本イベントでは、「地域で津波に備える」をテーマに、津波の最新科学や全国の地区防災計画の取組を紹介する特別セミナーと、学校や地域で活用できる「津波防災教育ツールミニ体験会」を開催した。開会にあたり、舞立内閣府大臣政務官と福田川崎市長が挨拶を行い、舞立内閣府大臣政務官は、「日本の総合的な防災力の向上には自助・共助を支える地区防災計画の取組が大いに有効であり、最新の科学技術を地区防災計画と掛け合わせることで津波に備える効果的な対策を探求していきたい」と述べた。
特別セミナーでは、平成30年9月28日にインドネシアのスラウェシ島で発生した地震・津波の被害を現地調査した東北大学災害科学国際研究所所長の今村文彦氏から、被害の大きかった島中部の都市パルには、地震からわずか6分で津波が到達していること、土砂崩れ、地盤沈下、液状化も発生していることなどが発表され、日本は地域開発を含めた復興支援を進める必要があると報告された。
また、地区防災計画策定に取り組む各地区から、平成30年度の具体的な活動の中間報告が行われた。和歌山県田辺市文里(もり)地区からは、避難行動要支援者への啓発のあり方を含めた避難ルールの見直し、愛媛県松山市中島地区からは、避難シミュレータを通じた津波避難場所・経路の検討などの事例が紹介された。パネルディスカッションでは「津波防災に関して地域社会で意見が対立する場合があるため、地域を構成する様々な立場の人が本音で話せる場を設けること、連携を深めることが大事」など、それぞれの経験を踏まえた意見の交換がなされた。最後に、「今回のイベントを通じて得られた『気づき』を、各地域や企業の中で行動へ移していくことが重要」と締めくくられた。

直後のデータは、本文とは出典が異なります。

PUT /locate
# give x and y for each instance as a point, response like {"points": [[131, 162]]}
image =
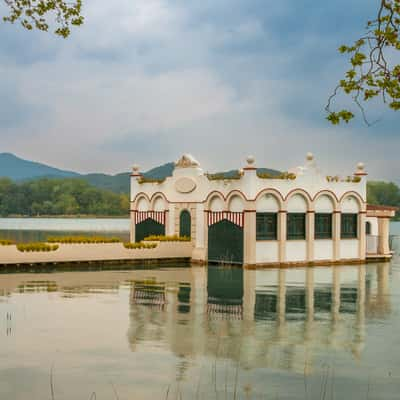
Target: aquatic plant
{"points": [[166, 238], [27, 247], [82, 239], [6, 242], [140, 245]]}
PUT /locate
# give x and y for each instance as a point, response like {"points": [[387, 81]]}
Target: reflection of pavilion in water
{"points": [[268, 318]]}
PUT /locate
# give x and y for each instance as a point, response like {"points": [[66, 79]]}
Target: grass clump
{"points": [[6, 242], [27, 247], [164, 238], [82, 239], [140, 245]]}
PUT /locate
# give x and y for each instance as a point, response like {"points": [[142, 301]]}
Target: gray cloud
{"points": [[144, 81]]}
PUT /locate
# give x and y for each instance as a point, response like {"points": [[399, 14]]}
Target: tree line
{"points": [[77, 197], [59, 197]]}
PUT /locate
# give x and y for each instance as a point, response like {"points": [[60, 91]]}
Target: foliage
{"points": [[144, 179], [59, 197], [81, 239], [371, 72], [219, 176], [140, 245], [383, 193], [336, 178], [6, 242], [36, 247], [283, 175], [163, 238], [35, 14]]}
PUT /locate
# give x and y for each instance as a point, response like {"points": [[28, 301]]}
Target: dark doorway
{"points": [[185, 224], [148, 227], [225, 243]]}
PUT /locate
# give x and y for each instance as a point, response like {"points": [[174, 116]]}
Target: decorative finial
{"points": [[250, 160]]}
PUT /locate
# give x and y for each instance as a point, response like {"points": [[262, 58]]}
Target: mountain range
{"points": [[18, 169]]}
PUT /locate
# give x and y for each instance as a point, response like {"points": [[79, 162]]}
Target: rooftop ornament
{"points": [[187, 161]]}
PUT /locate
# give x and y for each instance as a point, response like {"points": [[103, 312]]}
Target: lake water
{"points": [[202, 333], [38, 229]]}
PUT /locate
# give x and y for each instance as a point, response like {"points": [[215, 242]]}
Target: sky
{"points": [[143, 81]]}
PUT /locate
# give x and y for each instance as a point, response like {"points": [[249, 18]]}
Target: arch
{"points": [[236, 203], [324, 202], [211, 196], [185, 224], [356, 195], [297, 202], [155, 196], [268, 201], [225, 243], [351, 203], [299, 191], [216, 202], [142, 203]]}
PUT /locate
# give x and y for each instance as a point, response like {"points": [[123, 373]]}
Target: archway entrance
{"points": [[225, 243], [148, 227], [185, 224]]}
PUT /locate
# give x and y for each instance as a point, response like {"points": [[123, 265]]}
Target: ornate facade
{"points": [[254, 218]]}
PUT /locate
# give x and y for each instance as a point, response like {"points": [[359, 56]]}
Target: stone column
{"points": [[383, 236], [310, 294], [249, 231], [133, 226], [282, 228], [336, 220], [362, 239], [249, 294], [310, 235]]}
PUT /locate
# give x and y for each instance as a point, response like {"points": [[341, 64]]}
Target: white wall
{"points": [[236, 204], [349, 248], [267, 203], [267, 251], [297, 204], [200, 225], [323, 249], [296, 250], [324, 204]]}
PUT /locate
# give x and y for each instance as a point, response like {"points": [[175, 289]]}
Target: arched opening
{"points": [[185, 224], [225, 243], [148, 227]]}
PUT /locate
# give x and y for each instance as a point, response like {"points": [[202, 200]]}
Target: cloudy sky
{"points": [[146, 80]]}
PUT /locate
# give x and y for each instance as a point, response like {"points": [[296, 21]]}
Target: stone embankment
{"points": [[104, 252]]}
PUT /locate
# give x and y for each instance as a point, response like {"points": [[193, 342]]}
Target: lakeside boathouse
{"points": [[252, 217]]}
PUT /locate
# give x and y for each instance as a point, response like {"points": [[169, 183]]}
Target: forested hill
{"points": [[67, 196]]}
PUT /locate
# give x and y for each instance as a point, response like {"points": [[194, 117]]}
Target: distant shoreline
{"points": [[67, 216]]}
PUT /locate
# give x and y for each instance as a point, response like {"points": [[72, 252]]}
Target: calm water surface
{"points": [[38, 229], [202, 333]]}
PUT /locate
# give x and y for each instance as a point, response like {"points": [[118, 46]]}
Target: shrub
{"points": [[36, 247], [284, 175], [163, 238], [82, 239], [140, 245], [6, 242]]}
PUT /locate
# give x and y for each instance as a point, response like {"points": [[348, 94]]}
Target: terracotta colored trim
{"points": [[270, 191], [325, 191], [355, 194]]}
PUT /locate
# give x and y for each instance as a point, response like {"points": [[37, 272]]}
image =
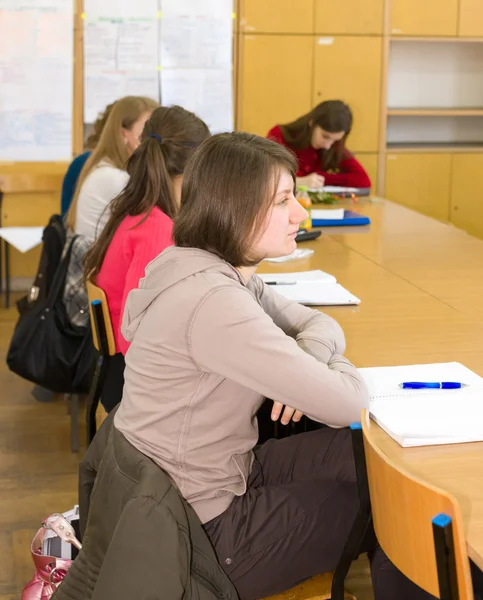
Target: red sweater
{"points": [[128, 255], [349, 174]]}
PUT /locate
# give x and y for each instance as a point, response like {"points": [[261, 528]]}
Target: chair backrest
{"points": [[403, 508], [97, 295], [17, 183]]}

イベント開催後の参加者へのアンケート(有効回答数203)によると、「イベントを通じて学びたかったこと」(複数回答)として最も多かった回答は「地区防災計画」(117)であり、続いて「自治体の津波対策」(100)であった。「イベントを踏まえて今後実践したいこと」(複数回答)では、「地区防災計画について学習」(105)、「地元で行われている地区防災計画の取組に参加」(61)が上位となっており、参加者の地区防災計画への関心の高さが伺える結果となった。
「インドネシアで発生した大津波」
平成30年に海外で最大の被害をもたらした自然災害は、インドネシア共和国で発生した「津波」によるものであった。9月28日にインドネシア・スラウェシ島で発生した地震(M7.5)により、死者は2,000名以上(平成30年10月現在)にもなり、被害が特に大きかった島中部パル湾内では、沿岸の9地点が地震による液状化で崩落し、この9地点において津波が発生した。この地すべりは「液状化重力流」と呼ばれる現象で、到達時間が極めて速い津波を引き起こす。

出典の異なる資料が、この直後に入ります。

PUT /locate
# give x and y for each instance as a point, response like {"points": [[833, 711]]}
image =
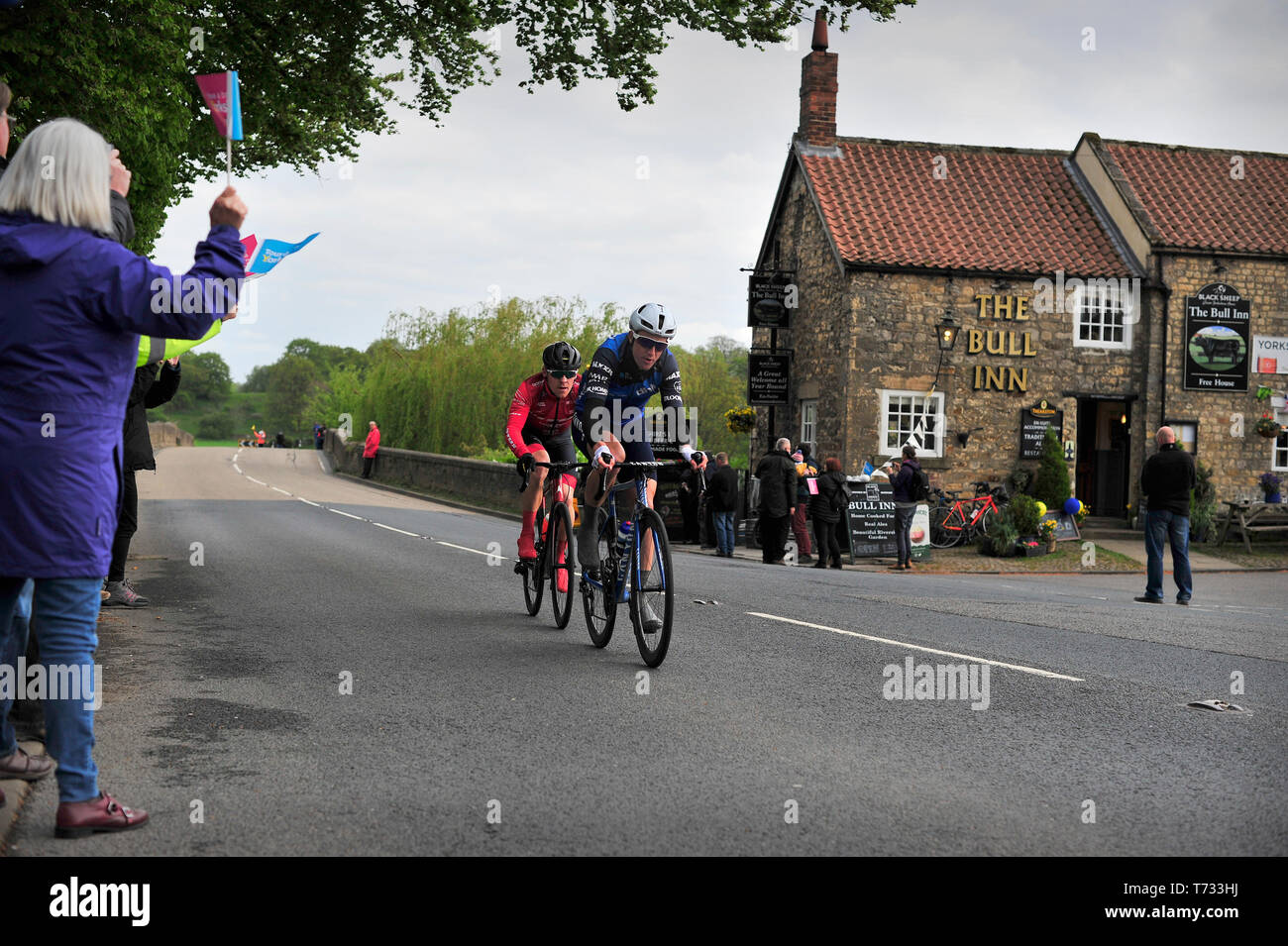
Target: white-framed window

独立行政法人国際協力機構(JICA)は、専門家チームによる現地調査の結果、津波は河口付近など地盤の緩い沿岸部で起きた「液状化」に由来していたと結論付けた。地震により海底で地すべりが発生し、海面が一時的に下がった反動で津波が発生したと推察している。内陸部でも液状化が発生し、泥流でも多数の死者を発生させた。

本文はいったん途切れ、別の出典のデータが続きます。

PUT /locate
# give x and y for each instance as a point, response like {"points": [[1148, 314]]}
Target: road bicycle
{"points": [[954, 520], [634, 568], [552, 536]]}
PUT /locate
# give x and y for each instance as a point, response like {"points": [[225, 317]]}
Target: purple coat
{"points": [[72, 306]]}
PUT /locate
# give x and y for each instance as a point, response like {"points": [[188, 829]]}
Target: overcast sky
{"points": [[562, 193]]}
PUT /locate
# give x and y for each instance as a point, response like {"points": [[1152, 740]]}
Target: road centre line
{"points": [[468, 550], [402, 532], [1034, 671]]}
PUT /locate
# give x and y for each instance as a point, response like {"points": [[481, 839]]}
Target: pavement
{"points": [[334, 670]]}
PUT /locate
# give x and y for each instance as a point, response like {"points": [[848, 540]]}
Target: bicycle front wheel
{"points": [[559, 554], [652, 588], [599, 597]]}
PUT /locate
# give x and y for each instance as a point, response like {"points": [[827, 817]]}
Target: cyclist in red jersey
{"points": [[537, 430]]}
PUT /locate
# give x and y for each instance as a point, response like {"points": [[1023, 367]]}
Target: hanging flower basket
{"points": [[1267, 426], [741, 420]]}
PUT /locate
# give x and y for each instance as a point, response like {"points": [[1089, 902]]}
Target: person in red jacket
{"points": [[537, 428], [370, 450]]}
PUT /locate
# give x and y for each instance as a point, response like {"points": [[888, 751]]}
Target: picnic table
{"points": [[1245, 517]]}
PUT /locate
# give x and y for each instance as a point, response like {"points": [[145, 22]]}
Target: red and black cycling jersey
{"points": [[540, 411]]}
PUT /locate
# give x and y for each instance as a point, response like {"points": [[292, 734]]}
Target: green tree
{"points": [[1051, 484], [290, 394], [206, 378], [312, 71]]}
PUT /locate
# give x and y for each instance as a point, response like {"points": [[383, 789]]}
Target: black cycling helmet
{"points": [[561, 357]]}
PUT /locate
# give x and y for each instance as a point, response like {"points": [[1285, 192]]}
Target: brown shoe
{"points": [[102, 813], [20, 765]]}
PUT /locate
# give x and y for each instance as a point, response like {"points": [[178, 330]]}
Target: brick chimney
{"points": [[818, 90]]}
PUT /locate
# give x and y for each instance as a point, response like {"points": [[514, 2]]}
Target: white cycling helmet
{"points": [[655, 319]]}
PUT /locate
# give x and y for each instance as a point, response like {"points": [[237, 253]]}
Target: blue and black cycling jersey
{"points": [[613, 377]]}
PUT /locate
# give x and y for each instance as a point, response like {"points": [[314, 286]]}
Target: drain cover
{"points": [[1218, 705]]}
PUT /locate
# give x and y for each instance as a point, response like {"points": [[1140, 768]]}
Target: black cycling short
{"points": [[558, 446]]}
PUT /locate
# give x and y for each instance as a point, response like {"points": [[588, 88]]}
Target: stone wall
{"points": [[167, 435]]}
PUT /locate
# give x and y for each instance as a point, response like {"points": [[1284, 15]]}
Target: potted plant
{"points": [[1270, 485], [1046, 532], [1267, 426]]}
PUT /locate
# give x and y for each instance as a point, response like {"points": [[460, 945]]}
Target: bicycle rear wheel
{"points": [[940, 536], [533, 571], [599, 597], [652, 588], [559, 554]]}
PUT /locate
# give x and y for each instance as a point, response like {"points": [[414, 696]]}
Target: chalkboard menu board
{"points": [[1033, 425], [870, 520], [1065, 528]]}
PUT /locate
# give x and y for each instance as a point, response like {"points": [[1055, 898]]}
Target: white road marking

また、同年12月22日にはインドネシア西部のスンダ海峡で津波が発生し、死者は400名を超えている。東京大学地震研究所の解析結果により、地震が原因ではなく、スンダ海峡の火山島アナク・クラカタウの噴火による山体崩壊で東京ドーム約200杯分に相当する土砂が海に流れ落ち、大津波を発生させたことがわかった。国土地理院の衛星画像解析によれば、島の半分近くが消失したと報告されている。
日本においても、1792年に島原市(長崎県)雲仙岳の眉山(まゆやま)が山体崩壊し、大量の土砂が有明海に流れこんだことにより、対岸の天草(熊本県)へ向けて大津波が発生し、約1万5千人が死亡したとされる「島原大変肥後迷惑(しまばらたいへんひごめいわく)」が伝承されている。山体崩壊など地震以外による「津波」は海外特有のものではなく、日本においても発生可能性があることに留意する必要がある。